Forum Moderators: coopster

Message Too Old, No Replies

bots are indexing bogus pages, php problem?

         

jake66

2:06 am on Nov 22, 2005 (gmt 0)

10+ Year Member



i use htaccess to rewrite from /product_info/product_id=00 to:
Product+Category/Product_Brand.html

the problem:
yahoo and google are indexing pages THAT DO NOT EXIST and never have.

they're indexing VALID category names, but they are also linking them to other categories. for instance:

Old+Antiques/1920s.html (valid)
the spiders find this no problem.

but for the past month, they have been finding url's like this:
Old+Antiques/1920s__1930s.html
what they are doing is merging one category with another, and this is producing a 200/OK response.

i can't figure out why.
could it be in my htaccess or my code?

if any part of the codes used needs to be posted.. please let me know.

this is from an oscommerce-based website, but i have already hit the osc forums and it has been determined to not be an oscommerce issue.

the htaccess and rewrite script i use is not stock oscommerce.
i have sent a bot to pull every page linked on my site, none of these url's are showing up anywhere.

for reference, here is my htaccess rule:
RewriteEngine on
RewriteBase /
RewriteRule ^([^/]*)\.html$ $1.php?%{QUERY_STRING} [NC]
RewriteRule ^/?(category)/([^/]*)\.html$ index.php?cPath=$2&%{QUERY_STRING} [NC]

jake66

2:07 am on Nov 22, 2005 (gmt 0)

10+ Year Member



i have also posted this in the htaccess forum, but was instructed to post my problem here instead.

jake66

3:32 am on Nov 22, 2005 (gmt 0)

10+ Year Member



it seems to have fixed itself, either that.. or there was a glitch with one of the categories i deleted today.

if anyone has any suspicions as to why this happened, i would love to hear it :)

jake66

10:57 am on Nov 26, 2005 (gmt 0)

10+ Year Member



this is happening again, appearently for no reason.
can anyone offer a suggestion what to look at?

Anyango

12:01 pm on Nov 26, 2005 (gmt 0)

WebmasterWorld Senior Member 10+ Year Member



Although i don't really know what the reason could be, and i am shooting in the dark but i would suggest a simple way to avoid this situation, and that is let's say


i use htaccess to rewrite from /product_info/product_id=00 to:
Product+Category/Product_Brand.html

the problem:
yahoo and google are indexing pages THAT DO NOT EXIST and never have.

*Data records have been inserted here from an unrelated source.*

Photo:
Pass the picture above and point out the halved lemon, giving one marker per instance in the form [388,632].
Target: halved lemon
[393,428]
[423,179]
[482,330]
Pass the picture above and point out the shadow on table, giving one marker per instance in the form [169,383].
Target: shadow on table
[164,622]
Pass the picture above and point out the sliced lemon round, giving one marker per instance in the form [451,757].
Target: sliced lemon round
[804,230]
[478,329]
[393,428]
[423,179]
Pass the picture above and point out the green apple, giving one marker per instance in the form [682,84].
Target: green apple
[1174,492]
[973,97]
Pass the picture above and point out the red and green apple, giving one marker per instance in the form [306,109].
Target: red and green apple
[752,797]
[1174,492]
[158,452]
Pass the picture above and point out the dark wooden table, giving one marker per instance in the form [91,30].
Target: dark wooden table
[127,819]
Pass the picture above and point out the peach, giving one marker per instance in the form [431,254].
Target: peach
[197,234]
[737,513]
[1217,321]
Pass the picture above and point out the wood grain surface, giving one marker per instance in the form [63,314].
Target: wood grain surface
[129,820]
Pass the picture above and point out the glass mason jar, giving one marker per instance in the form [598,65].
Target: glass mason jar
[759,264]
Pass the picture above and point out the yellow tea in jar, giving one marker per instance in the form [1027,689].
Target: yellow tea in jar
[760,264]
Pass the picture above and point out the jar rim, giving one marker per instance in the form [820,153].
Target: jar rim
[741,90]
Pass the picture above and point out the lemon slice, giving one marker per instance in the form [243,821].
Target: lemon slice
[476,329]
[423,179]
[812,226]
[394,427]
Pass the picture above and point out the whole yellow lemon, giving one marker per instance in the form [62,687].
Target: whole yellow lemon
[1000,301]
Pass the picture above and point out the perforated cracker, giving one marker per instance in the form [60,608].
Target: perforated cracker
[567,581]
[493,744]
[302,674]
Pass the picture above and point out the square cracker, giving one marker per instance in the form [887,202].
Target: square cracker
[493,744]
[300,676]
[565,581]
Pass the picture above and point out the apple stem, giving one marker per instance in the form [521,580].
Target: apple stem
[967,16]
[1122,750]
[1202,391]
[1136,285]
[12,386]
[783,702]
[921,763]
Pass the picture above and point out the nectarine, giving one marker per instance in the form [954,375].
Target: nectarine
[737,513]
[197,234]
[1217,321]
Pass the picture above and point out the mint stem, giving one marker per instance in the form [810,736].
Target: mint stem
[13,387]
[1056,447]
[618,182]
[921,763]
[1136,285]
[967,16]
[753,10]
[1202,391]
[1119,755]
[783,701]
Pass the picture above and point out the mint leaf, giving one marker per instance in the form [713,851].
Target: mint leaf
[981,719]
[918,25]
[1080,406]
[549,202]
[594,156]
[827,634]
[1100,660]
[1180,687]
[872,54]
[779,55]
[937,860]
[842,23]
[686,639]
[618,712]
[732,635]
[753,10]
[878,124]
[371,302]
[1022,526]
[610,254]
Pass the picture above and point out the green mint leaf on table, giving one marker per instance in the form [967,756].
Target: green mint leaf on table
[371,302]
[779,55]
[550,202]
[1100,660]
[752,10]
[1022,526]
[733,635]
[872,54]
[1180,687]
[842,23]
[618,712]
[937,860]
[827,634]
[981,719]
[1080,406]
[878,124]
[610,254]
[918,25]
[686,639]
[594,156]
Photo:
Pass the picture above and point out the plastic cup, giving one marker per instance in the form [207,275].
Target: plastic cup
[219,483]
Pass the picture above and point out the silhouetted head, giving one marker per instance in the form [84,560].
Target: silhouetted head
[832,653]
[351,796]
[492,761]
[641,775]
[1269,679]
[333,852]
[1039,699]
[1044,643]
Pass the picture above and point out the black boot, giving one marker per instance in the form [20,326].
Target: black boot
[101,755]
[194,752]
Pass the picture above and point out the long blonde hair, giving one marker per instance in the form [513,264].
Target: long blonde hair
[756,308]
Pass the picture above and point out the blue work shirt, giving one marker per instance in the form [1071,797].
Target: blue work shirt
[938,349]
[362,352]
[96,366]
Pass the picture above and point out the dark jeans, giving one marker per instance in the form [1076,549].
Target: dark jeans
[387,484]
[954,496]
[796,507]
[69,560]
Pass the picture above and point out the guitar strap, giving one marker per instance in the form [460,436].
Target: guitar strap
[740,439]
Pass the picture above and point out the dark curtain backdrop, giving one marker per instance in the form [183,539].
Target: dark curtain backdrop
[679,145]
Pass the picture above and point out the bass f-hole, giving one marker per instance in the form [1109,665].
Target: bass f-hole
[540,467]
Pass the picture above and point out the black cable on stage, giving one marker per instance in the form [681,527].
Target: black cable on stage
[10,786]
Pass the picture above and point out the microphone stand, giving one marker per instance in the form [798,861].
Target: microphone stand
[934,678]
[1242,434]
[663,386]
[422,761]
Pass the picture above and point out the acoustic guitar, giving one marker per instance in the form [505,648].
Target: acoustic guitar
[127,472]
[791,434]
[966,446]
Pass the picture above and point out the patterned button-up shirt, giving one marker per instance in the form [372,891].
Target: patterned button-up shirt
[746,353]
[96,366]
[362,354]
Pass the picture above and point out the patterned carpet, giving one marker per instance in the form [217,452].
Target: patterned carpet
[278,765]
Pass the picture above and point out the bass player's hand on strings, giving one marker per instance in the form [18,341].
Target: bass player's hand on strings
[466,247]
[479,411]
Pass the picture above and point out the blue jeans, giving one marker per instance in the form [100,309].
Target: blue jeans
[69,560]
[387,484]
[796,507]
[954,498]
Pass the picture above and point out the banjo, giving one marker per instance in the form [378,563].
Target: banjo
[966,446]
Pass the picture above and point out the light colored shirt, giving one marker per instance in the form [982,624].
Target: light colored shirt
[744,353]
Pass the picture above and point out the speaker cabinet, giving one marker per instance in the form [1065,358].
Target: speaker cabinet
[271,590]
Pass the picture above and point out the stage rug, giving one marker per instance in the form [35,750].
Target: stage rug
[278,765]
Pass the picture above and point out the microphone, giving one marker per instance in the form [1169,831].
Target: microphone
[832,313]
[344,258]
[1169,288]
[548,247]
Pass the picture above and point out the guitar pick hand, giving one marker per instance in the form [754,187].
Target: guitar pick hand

if you don't have something to show for this page

Old+Antiques/1920s__1930s.html

why are you sending back 200/OK?

i would send a 404 from php code to the client for any page for which i don't have information to show.

:)

jake66

5:31 pm on Nov 26, 2005 (gmt 0)

10+ Year Member



the thing is, i am not sending a 200/ok back. the site somehow is doing that on it's own. i suspect it's to do with either the htaccess rule or the php script that accompanies the rewrite rule.

for example:
the default oscommerce category url's are: /index.php?cPath=1

mine are rewritten to use the category name in the url.

i'm new to htaccess & php, perhaps there is something painfully obvious i am missing? how could i force a 404 response on these nonexistant url's?

jd01

6:54 pm on Nov 26, 2005 (gmt 0)

WebmasterWorld Senior Member 10+ Year Member



The problem is Apache sends a '200 OK' header, because your script opened properly --- the page is 'found' --- Apache does not know that there is no information on your page.

You will need to check within your php script for a result, and if there is not any information, set a '404 Not Found' header manually, before anything is output by your php page.

EG
if(!$result=mysql_fetch_array($your_stuff)) {
header($_SERVER['SERVER_PROTOCOL']." 404 Not Found"); exit();
}

Hope this helps.

Justin

FalseDawn

8:18 pm on Nov 26, 2005 (gmt 0)

10+ Year Member



I think the problem is in your .htaccess rules - if the URL you enter is not matched by any rules, then a 404 should automatically be generated - you shouldn't have to mess about with using PHP to return that.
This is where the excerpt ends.